But fill that slot for more than five years in a row and it will all strobe out of focus. Flea markets morph into four alarm fires, stand-offs coagulate into frothy potboilers, protest rallies march down long dark alleys. Most stories I forget before they even air, but untold images still seethe and fester inside my head, at least until I write about them. For others, that insider's vista never dims; instead it distorts the horizon until said veteran is at the end of his tour, the owner of a bad lower back and a drawerful of faded station logowear. If that seems dark, see the Complaints desk down the hall. It's just past the photog's lounge - that seedy little room where the shooters stew in their juices. That's not discontent you're smelling; it's the scent of arrested development.
Which is why so many photojournalists opt out halfway through their careers. TV news is a young man's game and growing old is ill-advised. Whereas reporters become anchors and producers become managers, photogs simply become disenchanted.
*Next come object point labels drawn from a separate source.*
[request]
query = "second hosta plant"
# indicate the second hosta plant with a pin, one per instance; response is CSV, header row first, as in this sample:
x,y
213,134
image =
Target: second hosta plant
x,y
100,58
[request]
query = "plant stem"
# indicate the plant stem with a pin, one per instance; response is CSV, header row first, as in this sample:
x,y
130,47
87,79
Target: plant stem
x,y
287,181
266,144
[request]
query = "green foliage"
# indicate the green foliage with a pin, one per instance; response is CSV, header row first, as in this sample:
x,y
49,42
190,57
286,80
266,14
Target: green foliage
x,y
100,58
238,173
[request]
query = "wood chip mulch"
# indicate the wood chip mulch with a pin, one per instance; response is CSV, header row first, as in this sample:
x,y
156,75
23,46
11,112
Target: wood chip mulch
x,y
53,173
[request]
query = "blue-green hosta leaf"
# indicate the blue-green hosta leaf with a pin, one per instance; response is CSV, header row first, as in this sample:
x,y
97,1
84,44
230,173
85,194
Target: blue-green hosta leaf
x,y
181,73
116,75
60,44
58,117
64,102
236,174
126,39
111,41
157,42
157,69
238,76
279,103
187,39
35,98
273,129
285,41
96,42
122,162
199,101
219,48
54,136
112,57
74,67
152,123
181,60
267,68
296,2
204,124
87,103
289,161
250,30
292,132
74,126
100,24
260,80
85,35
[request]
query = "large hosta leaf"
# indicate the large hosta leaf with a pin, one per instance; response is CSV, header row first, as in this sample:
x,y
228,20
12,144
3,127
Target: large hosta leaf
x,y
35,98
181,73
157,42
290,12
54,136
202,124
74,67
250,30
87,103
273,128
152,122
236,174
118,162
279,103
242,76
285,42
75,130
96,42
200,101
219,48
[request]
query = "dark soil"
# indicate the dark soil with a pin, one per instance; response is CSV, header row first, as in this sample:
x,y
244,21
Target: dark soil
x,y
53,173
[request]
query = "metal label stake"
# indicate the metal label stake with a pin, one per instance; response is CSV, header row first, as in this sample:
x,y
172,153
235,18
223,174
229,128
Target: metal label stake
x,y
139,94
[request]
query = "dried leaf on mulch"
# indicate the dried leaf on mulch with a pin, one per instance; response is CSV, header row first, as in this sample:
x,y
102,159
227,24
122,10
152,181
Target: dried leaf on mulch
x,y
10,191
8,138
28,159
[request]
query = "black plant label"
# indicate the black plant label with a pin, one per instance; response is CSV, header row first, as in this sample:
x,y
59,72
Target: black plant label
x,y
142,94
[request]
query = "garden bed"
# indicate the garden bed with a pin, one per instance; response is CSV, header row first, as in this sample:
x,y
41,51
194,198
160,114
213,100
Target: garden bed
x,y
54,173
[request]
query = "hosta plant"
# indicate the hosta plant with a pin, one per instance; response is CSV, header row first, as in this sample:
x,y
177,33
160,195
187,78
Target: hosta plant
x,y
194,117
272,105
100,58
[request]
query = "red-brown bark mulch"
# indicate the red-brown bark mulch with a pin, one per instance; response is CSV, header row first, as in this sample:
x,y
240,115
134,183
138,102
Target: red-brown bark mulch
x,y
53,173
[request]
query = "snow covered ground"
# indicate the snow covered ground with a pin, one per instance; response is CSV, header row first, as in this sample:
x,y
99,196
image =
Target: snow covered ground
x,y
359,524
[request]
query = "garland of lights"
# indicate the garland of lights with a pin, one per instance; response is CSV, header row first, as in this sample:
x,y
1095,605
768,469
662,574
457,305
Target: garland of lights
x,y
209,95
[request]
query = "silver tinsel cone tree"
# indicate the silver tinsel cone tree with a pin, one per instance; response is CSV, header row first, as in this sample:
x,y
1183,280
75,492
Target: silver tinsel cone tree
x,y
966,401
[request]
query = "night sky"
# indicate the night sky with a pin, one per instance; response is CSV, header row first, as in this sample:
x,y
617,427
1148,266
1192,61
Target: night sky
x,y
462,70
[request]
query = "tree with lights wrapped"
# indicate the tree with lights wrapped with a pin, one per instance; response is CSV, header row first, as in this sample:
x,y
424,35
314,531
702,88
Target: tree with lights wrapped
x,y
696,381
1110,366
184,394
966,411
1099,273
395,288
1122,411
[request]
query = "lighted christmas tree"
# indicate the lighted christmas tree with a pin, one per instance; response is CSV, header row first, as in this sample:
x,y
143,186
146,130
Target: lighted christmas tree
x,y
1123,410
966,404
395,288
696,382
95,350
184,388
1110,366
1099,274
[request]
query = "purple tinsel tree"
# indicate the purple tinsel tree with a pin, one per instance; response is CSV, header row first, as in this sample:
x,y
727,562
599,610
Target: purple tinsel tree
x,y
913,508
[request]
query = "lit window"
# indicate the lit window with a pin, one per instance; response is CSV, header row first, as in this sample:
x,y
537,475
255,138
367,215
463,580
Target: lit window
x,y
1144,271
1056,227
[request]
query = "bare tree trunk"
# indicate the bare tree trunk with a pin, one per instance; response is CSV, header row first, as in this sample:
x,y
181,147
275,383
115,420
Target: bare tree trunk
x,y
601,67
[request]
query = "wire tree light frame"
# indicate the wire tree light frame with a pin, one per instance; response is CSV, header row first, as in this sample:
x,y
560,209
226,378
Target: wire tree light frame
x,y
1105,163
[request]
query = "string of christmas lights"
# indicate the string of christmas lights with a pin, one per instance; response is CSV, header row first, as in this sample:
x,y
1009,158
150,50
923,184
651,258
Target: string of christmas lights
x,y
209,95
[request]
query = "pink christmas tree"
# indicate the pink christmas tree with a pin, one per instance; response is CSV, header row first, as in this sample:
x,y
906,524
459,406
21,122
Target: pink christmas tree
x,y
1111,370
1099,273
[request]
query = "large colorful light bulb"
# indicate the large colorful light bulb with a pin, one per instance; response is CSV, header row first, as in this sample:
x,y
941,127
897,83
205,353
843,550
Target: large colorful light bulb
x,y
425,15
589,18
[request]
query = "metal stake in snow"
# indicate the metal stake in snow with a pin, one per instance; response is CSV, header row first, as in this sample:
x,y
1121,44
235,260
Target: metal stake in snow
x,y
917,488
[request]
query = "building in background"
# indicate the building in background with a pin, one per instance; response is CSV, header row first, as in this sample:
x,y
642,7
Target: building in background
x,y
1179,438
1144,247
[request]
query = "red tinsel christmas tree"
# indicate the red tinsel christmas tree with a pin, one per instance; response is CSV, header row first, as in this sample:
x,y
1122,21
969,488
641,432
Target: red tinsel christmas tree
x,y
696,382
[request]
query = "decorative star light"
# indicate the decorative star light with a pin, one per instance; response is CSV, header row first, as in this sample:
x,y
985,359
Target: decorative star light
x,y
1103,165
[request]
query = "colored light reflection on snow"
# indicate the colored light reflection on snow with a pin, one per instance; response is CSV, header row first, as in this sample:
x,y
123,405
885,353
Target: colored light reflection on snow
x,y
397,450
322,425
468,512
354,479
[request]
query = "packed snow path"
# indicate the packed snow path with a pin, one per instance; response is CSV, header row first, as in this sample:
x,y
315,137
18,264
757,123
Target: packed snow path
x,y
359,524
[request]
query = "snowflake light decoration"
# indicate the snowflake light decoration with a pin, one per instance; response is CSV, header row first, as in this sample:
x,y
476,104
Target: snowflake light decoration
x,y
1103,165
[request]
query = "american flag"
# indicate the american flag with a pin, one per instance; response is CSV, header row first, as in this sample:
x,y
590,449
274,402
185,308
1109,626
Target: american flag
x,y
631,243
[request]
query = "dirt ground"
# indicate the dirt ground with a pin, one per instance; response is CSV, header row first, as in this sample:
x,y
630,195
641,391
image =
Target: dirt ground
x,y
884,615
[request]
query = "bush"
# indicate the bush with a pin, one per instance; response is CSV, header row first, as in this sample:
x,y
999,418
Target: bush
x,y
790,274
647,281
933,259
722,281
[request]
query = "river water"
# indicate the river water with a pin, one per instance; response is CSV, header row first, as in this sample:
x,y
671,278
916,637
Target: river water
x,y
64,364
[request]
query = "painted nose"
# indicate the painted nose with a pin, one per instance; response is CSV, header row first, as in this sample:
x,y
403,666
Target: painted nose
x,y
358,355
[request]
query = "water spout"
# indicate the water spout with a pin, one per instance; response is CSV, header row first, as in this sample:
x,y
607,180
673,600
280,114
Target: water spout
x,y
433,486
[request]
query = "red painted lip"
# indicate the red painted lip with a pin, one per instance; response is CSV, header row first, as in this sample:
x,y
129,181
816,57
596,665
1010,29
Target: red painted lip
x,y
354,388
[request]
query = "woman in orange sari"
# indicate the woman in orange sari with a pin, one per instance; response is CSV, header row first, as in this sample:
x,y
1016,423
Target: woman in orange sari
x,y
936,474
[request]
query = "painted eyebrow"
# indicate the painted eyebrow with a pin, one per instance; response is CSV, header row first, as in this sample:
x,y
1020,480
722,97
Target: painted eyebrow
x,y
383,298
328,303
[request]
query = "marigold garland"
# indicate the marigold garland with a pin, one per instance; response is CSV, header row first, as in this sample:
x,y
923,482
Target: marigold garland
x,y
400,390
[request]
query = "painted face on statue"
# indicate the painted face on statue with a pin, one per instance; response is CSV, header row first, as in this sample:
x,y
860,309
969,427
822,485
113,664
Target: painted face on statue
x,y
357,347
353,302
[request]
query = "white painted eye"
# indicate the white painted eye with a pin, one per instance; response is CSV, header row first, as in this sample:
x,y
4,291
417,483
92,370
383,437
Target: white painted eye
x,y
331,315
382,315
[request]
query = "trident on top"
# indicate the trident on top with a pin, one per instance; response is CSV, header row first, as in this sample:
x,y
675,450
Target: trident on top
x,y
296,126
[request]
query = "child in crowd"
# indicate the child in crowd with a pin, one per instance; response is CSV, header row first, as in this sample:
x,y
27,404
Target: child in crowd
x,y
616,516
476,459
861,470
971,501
That's what happens when your career ladder is a lowly stepstool held together by gaffer's tape. Sure, the gear gets lighter but the pace only quickens and all that running and gunning never really gets you anywhere. Which is my incoherent way of saying another hearty soul is bracely leaving the rat race. Photogguy's been shoving life through a tube for 19 years. That's alot of broken news. Very soon, he'll log his last logo'd mile, before escaping to a life of community college projects. No shame in that game. Nor is their any dishonor in returning to the fold, should reasonable working conditions prove too difficult for a self-admitted deadline junkie. Congratulations, Brian...
1 comment:
Thanks, Stew.
It's eerie sometimes to ready your posts, because your mood very often mirrors mine.
Gets kinda hard to slog through the BS sometimes, huh?